It should be noted that MLPs have the advantage of not assuming a particular structure in the input features (Goodfellow et al. 2016), which could be leveraged, for example, in a PB context, where some environmental factors like soil pH level, soil moisture, and temperature, could be regarded at first glance as independent, making appropriate the use of MLPs to process them jointly. On the other hand, RNNs and their variants, for example, LSTM, should be taken into account when dealing with sequential input data. In the case of CNNs, although their applications are mostly found in the field of computer vision, we have briefly mentioned how they can be used to process genomic data. Transformers can also be used to exploit the sequential structure of DNA, as demonstrated by Jubair et al. (2021) and Måløy et al. (2021). However, simply stacking more layers in vanilla transformers does not necessarily benefit the model and can lead to gradient degeneration, as pointed out by Wang et al. (2019).
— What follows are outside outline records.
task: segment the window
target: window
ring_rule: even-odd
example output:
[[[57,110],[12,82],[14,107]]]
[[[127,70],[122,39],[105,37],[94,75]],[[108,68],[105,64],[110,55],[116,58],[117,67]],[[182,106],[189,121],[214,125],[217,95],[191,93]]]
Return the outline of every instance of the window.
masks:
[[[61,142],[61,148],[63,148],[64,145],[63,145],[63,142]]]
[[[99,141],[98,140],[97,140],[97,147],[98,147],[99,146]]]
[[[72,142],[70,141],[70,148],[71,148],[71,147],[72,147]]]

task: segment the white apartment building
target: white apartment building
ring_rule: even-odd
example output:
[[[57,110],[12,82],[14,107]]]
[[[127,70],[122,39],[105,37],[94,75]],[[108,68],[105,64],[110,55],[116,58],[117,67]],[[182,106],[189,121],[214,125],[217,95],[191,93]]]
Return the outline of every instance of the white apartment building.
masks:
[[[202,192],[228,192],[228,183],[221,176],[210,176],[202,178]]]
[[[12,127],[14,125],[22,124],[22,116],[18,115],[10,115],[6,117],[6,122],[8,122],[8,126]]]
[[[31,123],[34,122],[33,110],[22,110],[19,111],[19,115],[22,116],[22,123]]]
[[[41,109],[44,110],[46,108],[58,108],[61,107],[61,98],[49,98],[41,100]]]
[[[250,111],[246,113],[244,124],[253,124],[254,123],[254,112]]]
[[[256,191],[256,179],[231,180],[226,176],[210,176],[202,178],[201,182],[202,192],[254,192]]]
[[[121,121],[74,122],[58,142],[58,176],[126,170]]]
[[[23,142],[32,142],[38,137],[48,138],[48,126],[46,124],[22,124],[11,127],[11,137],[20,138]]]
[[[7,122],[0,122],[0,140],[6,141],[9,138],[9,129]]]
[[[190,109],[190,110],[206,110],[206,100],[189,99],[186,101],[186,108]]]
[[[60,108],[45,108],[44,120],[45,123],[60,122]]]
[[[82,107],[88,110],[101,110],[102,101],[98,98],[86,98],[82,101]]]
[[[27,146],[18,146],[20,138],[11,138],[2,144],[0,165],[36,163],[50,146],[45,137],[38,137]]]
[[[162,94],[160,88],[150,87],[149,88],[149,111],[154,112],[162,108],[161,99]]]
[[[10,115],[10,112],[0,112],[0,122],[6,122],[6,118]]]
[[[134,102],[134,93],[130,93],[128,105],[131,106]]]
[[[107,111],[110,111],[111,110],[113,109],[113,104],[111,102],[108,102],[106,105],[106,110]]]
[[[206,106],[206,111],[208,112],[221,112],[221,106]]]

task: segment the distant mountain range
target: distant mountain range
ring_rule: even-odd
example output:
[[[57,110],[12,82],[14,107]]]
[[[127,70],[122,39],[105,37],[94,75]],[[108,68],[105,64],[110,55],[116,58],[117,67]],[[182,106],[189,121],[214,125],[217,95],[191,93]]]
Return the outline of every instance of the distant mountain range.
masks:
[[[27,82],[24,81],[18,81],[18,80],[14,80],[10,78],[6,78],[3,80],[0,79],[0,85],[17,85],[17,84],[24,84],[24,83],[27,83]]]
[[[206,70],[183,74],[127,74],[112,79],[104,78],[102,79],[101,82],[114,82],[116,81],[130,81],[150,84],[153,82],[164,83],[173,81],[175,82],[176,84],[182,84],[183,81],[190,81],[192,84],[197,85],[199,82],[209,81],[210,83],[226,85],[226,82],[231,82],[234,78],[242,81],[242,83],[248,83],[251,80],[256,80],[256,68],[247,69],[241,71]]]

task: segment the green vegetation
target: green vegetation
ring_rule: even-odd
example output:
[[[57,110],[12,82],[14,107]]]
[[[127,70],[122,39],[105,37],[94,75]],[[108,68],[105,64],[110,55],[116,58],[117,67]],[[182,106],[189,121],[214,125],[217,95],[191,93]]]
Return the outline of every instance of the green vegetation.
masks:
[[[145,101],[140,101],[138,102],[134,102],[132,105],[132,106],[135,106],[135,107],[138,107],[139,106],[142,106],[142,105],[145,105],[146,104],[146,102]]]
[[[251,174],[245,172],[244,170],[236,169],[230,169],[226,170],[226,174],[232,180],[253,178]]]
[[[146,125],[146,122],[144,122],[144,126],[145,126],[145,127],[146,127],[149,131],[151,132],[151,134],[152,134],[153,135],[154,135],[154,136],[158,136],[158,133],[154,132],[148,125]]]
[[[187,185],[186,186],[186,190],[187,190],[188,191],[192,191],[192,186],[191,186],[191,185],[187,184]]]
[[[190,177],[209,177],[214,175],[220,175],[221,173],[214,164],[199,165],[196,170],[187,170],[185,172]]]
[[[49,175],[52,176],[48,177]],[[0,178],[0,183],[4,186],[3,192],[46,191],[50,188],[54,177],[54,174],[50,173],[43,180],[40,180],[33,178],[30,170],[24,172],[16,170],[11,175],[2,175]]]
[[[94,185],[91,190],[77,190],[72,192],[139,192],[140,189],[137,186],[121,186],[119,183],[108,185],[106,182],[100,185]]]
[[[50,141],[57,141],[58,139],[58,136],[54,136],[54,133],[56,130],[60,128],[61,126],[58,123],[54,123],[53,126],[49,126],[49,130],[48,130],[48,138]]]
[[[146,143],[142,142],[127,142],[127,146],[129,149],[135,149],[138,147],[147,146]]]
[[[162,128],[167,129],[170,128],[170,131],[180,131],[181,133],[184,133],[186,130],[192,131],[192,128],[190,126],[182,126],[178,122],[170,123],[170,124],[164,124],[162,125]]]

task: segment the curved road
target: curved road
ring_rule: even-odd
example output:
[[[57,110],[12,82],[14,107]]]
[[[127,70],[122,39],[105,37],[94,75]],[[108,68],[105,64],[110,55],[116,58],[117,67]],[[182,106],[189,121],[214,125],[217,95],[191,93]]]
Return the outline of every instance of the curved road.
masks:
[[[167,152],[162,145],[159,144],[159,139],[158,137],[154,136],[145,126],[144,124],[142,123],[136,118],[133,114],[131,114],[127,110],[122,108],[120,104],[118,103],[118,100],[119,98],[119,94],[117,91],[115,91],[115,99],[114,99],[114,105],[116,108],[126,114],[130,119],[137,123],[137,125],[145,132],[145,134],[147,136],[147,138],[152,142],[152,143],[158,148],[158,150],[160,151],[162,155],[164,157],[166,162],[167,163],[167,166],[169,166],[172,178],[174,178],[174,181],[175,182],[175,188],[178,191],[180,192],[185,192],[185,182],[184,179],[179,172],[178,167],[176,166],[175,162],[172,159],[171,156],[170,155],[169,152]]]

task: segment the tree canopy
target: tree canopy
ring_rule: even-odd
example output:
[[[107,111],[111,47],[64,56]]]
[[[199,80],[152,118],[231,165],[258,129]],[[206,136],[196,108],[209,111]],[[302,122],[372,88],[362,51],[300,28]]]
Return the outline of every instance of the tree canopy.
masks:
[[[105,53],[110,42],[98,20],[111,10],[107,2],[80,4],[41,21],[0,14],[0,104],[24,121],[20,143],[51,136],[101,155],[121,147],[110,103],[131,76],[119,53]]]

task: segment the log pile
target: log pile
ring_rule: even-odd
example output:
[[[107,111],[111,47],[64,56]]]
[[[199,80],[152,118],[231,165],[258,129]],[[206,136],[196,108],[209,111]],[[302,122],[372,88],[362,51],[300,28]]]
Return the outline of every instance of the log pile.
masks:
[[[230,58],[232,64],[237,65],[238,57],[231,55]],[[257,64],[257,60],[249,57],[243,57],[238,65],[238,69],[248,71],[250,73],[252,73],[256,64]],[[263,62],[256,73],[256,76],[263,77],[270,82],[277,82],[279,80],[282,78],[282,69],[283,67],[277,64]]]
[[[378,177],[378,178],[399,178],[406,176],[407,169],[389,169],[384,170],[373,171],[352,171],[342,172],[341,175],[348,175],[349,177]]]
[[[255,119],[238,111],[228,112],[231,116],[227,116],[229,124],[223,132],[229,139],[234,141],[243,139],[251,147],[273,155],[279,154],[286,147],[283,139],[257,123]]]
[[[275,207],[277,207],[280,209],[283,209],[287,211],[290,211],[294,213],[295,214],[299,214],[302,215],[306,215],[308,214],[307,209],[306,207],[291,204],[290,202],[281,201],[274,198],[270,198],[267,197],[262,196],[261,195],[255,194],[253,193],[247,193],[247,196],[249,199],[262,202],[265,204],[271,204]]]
Strategies for the fusion of data from different modalities

A relevant challenge in multimodal tasks involves determining the most effective approach to combine data coming from different modalities (Akkus et al. 2023). MMDL models can be classified by the stage of the learning process in which they merge data coming from different information channels (modalities), such as early data fusion models, intermediate data fusion models, or late fusion models. A meticulous description of this topic can be found in the studies by Huang et al (2020), Boulahia et al. (2021), and Stahlschmidt et al. (2022), and to a lesser extent in Liu et al. (2018). We extract some relevant concepts about what each one of these three fusion strategies consists of from such works. This classification of data fusion strategies is indifferent to the type of NN used and to the nature of data involved in every situation. All these 3 approaches allow the integration and leverage of a diversity of learning mechanisms, depending on the particular purpose.

Early data fusion

This strategy consists of merging data from different modalities in the first stage of the learning process. Data from different modalities can be concatenated in the same vector or matrix, which is used by the DL model for the input layer (see Fig. 2).

Fig. 2.

a) Early data fusion with raw data for all modalities; b) early data fusion with some modalities preprocessed separately; and c) early data fusion with all modalities preprocessed jointly.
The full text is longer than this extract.